Os resultados desta nova investigação podem motivar futuras aplicações em processos de purificação e dessalinização de água e até a computadores à base de líquidos.

Ao contrário de um sólido, que é constituído por átomos organizados numa nuvem de eletrões, a água é constituída por pequenas moléculas que se movem aleatoriamente e colidem constantemente umas com as outras.

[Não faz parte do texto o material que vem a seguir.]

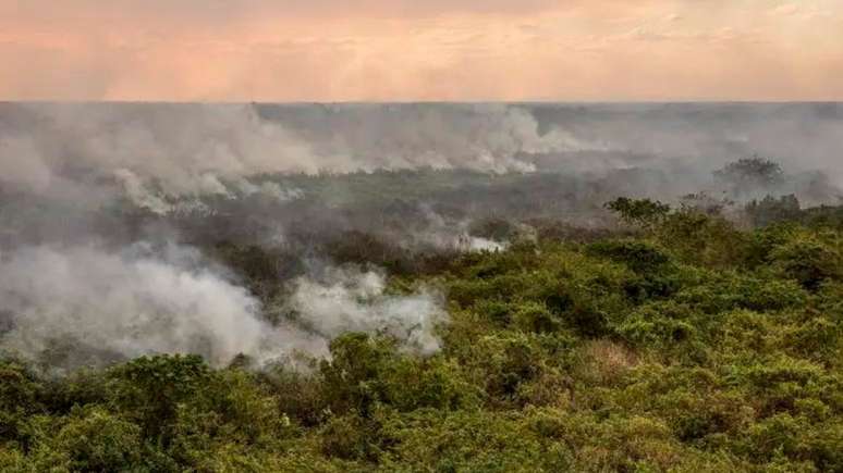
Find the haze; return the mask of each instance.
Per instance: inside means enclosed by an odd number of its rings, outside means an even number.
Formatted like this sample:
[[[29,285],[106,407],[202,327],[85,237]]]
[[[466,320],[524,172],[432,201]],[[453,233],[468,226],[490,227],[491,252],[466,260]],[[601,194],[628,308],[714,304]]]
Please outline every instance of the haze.
[[[839,0],[0,0],[0,99],[840,100]]]

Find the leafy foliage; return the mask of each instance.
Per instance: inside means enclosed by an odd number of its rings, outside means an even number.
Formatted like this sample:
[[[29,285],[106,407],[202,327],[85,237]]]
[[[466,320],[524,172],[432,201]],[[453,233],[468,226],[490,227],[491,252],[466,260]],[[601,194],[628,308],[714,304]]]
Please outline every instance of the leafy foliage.
[[[395,290],[449,297],[428,358],[352,333],[298,370],[3,359],[0,470],[843,471],[840,231],[614,208],[646,225],[406,266]]]

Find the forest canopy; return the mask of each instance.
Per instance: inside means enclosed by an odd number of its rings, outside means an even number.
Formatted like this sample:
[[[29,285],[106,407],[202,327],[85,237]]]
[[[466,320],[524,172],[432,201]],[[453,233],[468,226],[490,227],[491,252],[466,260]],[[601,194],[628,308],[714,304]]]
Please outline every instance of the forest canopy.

No âmbito da Física, os mundos sólido e líquido interagem apenas através de colisões das moléculas do líquido com os átomos do sólido. No entanto, há pouco mais de um ano, um estudo teórico alterou este paradigma, sugerindo que, na interface água-carbono, as moléculas do líquido e os eletrões do sólido se empurram e puxam mutuamente, abrandando o fluxo do líquido.

Este efeito, denominado de “fricção quântica“, não passava da teoria. Até agora.

Um novo estudo – realizado por cientistas do Instituto Max Plank para a Investigação de Polímeros de Mainz (Alemanha), do Instituto Catalão de Nanociência e Nanotecnologia (Espanha) e da Universidade de Manchester (Reino Unido) –, concluiu que a água pode mesmo interagir diretamente com os eletrões do carbono: um fenómeno quântico muito invulgar na dinâmica dos fluidos.

Fricção quântica em ação

A equipa analisou uma amostra de grafeno, uma monocamada de átomos de carbono dispostos em forma de favo de mel, e utilizou impulsos ultracurtos de laser vermelho (com uma duração de apenas um milionésimo de bilionésimo de segundo) para aquecer instantaneamente a nuvem de eletrões do material.

Depois, monitorizou o seu arrefecimento com impulsos de laser terahertz, que são sensíveis à temperatura dos eletrões do grafeno.

Para sua surpresa, a nuvem de eletrões arrefeceu mais rapidamente quando o grafeno foi imerso em água, enquanto que a imersão do grafeno em etanol não fez qualquer diferença na taxa de arrefecimento.

“Isto foi mais uma indicação de que o par água-carbono é de alguma forma especial, mas ainda tínhamos de perceber o que se passava exatamente”, explicou Nikita Kavokine, do Instituto Max Planck, citada pelo SciTechDaily.

Uma das explicações plausíveis é que os eletrões quentes empurram e puxam as moléculas de água para libertarem parte do seu calor. No fundo, arrefecem por fricção quântica.

Acreditando no potencial desta teoria, os cientistas aprofundaram-na e concluíram que a fricção quântica entre a água e o grafeno pode mesmo explicar os mais recentes dados experimentais.

O que torna a água especial, neste caso, é o facto de as suas vibrações (hidrões) estarem em sincronia com as vibrações dos eletrões do grafeno (plasmões), fazendo com que a transferência de calor grafeno-água seja reforçada através de um efeito conhecido como ressonância.

As experiências confirmam assim o mecanismo básico da fricção quântica sólido-líquido, um avanço que poderá ter implicações nos processos de filtração e dessalinização, nos quais a fricção quântica poderá ser utilizada para ajustar as propriedades de permeação das membranas nanoporosas.

“O nosso sonho é ligar e desligar a fricção quântica”, completou Kavokine. “Desta forma, poderíamos conceber processos de filtragem de água mais inteligentes e até computadores à base de fluidos.”

O artigo científico foi recentemente publicado na Nature Nanotechnology.